"The source-address token is a unique, authenticated-encrypted data block provided by the server, which cannot be decrypted by the client. For the
purpose of IP address spoofing prevention, it contains
the users publicly visible IP address and a timestamp
as seen by the server."
"Does CurveCP provide client address authentication?
No. IP addresses are not secure in any meaningful sense, and CurveCP does not attempt to make them secure. Servers that distinguish between clients must do so on the basis of long-term client public keys, not IP addresses."
Users can create new public keys anytime they want. They could, e.g., create one key for one purpose and another for another purpose. Over the years, I have noticed a common theme in the design of all djb software. Whether it is intentional or not, I do not know. Control rests with the user.
So, I think you've completely misunderstood what's going on here.
What QUIC is doing here is to prevent _spoofing_, whereas what DJB is talking about is the futility of using IP addresses as _identity_
Why does this matter? QUIC servers often have lots of bandwidth available to them and offer 0-RTT, so they can be used for an amplified denial-of-service attack. Bad Guys send packets "from" your IP address to the QUIC server. Without spoofing protection the QUIC server begins bombarding your IP address with stuff. Your network links saturate and you're effectively knocked out even though you did nothing to cause this.
Spoofing protection is provided in TCP (on any vaguely modern OS) but QUIC doesn't use TCP so it must roll its own protection and that's all this is for.
CurveCP has a 1-RTT setup penalty with a "Cookie" to prevent spoofing. If somebody wants to track you with CurveCP they'd be just as able to use this cookie as they would the QUIC "source address token". In both cases you could throw this away to prevent tracking, at a penalty of reducing performance because you'll have to do the startup dance all over again.
The paper discusses how source address token might be used in tracking and thus online advertising services, Google's business.
The online tracking and advertising industry and companies selling to that industry such as Google believe IP addresses, when combined with other information, tell something valuable about consumers.

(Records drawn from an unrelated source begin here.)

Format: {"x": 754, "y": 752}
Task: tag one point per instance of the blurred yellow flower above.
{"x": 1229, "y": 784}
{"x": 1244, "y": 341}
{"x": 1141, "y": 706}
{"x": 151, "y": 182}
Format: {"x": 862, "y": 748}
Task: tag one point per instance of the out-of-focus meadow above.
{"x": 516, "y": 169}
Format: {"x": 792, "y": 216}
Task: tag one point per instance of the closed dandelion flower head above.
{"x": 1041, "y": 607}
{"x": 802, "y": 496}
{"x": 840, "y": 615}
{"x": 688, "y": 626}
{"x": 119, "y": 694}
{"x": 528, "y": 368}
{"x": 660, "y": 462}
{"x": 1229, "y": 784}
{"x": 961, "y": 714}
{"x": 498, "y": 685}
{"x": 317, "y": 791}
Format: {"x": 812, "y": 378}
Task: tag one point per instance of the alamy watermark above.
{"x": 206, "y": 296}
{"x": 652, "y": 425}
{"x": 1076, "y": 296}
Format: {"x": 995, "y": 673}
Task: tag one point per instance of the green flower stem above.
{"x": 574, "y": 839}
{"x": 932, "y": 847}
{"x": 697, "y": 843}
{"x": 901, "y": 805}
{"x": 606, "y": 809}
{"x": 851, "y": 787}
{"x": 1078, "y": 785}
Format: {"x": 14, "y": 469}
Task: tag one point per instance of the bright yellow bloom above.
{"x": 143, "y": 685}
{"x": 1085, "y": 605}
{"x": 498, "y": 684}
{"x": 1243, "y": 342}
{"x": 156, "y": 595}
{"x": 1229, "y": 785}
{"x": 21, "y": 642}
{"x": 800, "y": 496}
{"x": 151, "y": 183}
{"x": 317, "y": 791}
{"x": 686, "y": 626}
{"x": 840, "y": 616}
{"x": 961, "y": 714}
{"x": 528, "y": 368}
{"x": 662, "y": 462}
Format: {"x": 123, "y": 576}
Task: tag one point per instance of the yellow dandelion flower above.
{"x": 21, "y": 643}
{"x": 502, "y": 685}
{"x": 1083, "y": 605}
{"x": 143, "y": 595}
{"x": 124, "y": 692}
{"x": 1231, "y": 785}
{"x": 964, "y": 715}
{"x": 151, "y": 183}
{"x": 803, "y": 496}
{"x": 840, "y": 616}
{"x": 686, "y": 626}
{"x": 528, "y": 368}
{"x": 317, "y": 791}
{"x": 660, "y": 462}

Perhaps users of the "modern web browsers" cannot or will not manually control generation or storage of source address tokens. Hence the need for papers like this one, pleading with the organisations controlling the browsers to change the software. That software is of course written by employees of companies and parents of companies that are paid directly or indirectly from sales of online advertising services.
Probably the folks creating these protocols never thought about the implications of the design on online advertising services. However, from the perspective of people selling internet advertising services, the association/non-association of IP addresses with public keys seems like it might be significant, regardless of its intended purpose to the protocol designers. People buying those online ad services are likely to understand the potential value of IP address information, e.g., they might think it tells them something about geo-location. If so, they might also see the added value in the combination of IP address with a unique identifier.
"Two minutes after a connection is closed, the server is unable to extract the client's long-term public key from the network packets that were sent to that server, and is unable to verify the client's long-term public key from the network packets."
"The second packet from the client contains a cookie from the server. This cookie is actually a cryptographic box that can be understood only by a "minute key" in the server. Two minutes later the server has discarded this key and is unable to extract any information from the cookie."
By contrast, the paper suggests QUIC source address tokens have no expiration and are retained for a minimum of 11 days by the existing QUIC-compatible browsers.
"Server Cookie packet details
A Cookie packet is a 200-byte packet with the following format:
8 bytes: the ASCII bytes "RL3aNMXK".
16 bytes: the client's extension.
16 bytes: the server's extension.
16 bytes: a server-selected compressed nonce in little-endian form. This compressed nonce is implicitly prefixed by "CurveCPK" to form a 24-byte nonce.
144 bytes: a cryptographic box encrypted and authenticated to the client's short-term public key C' from the server's long-term public key S using this 24-byte nonce. The 128-byte plaintext inside the box has the following contents:
32 bytes: the server's short-term public key S'.
96 bytes: the server's cookie."
It appears CurveCP's two minute server cookie lacks any easily usable tracking information. There is no client IP address, no long-term client public key, no long-term server public key.
In contrast, the paper suggests QUIC's evergreen source address token containing the client IP address is intended to be reused in subsequent connections and can be easily used for tracking:
"The client caches the source address token and presents it to the server during the setup of a new connection. This allows a server to link the connection where the source-address token is initially issued with each subsequent connections where the same token is presented during the CHLO message. Finally, this enables the server to identify a chain of connections associated with a user."
Compare ...
http://curvecp.org/security.html
"Does CurveCP provide client address authentication?
No. IP addresses are not secure in any meaningful sense, and CurveCP does not attempt to make them secure. Servers that distinguish between clients must do so on the basis of long-term client public keys, not IP addresses."
Users can create new public keys anytime they want. They could, e.g., create one key for one purpose and another for another purpose. Over the years, I have noticed a common theme in the design of all djb software. Whether it is intentional or not, I do not know. Control rests with the user.